My new book, Willoughby's Return, starts three years after S&S finishes and at eighteen going on nineteen, I thought it was time to give Margaret a heroine's role. Her story is intertwined with that of Marianne's who encourages Margaret to follow her heart.


Willoughby's Return, a Sense and Sensibility Sequel to be published by Sourcebooks Fall 2009

Jane Odiwe

Illustrations:
Willoughby cutting Marianne's hair by Brock

Wednesday, January 21, 2009

Mr Wickham finds a new love!

Lydia Bennet's Online Diary.
At this time of the year I always read Pride and Prejudice and I thought it would be fun to see what Lydia is thinking about all the goings on at Longbourn. Lydia's online diary starts just before Mr Bingley arrives and finishes where my novel, Lydia Bennet's Story, begins.

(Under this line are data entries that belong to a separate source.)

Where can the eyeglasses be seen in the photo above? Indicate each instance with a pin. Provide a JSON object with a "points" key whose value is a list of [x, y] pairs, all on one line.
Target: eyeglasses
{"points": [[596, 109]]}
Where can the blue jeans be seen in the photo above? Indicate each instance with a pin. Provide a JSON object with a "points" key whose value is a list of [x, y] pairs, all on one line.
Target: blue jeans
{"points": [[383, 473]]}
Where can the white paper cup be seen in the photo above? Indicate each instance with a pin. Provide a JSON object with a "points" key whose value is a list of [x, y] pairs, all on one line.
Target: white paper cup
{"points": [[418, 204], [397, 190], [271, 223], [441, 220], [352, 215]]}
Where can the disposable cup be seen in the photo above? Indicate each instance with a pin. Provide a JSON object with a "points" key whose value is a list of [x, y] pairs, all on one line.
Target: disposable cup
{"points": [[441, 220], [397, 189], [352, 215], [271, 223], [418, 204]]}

Monday, January 18th, 1802

Having despaired at Kitty’s apparent lack of interest in my welfare, I am now cheered by the presence of her company at my bedside, all be it in short bursts before she rushes off to some engagement or other. It transpires that she has been spending much time in the company of my Aunt Philips and dear friend Emma Nicholson in Meryton, and I think has been enjoying the fact that I have not been there to eclipse all her efforts at engaging the officers with her charm and beauty.
She has much in the way of delicious gossip to impart and it is now clear why Lizzy did not speak particularly warmly of dear George Wickham or have much to say of him at all when we were talking yesterday. Kitty says it is heard all over Meryton, that he has been taking much interest in a local girl called Mary King. He has been seen with her about the town, has taken to dancing with her almost exclusively at the assemblies, calls on her frequently and though has not publicly snubbed our Lizzy, his attentions to her, which formerly appeared to be on the brink of intimacy have now almost ceased. It is true that he does not seem to have called here much at all, but so ill have I been, that if Prince George himself had called, I would not have been aware of his attendance.
Most dreadful of all in its clarity, is why Wickham has transplanted his affections with such impetuous urgency. Mary King, who until lately was exceedingly poor and plain beyond description, (that is not altered anyhow) is now rich! She has been left an inheritance of ten thousand pounds and one can quite easily see how this love has blossomed. It does not go without saying that he has a fine teacher in Captain Carter, who used me very ill. To say the truth, I have not given Capt. C a moment’s thought, I am quite recovered from any feelings that I formerly expressed for him and I cannot believe that I ever thought I was in love with him. That said, I cannot forgive George Wickham for dealing the same trick to my sister and however composed she looks, Kitty and I believe he has quite broke her heart. We are determined to ignore him for a week at least, so that he will know how unimpressed we are by his behaviour.

Lydia Bennet

Rupert Friend as Mr Wickham

Lydia feels better and hears some interesting news!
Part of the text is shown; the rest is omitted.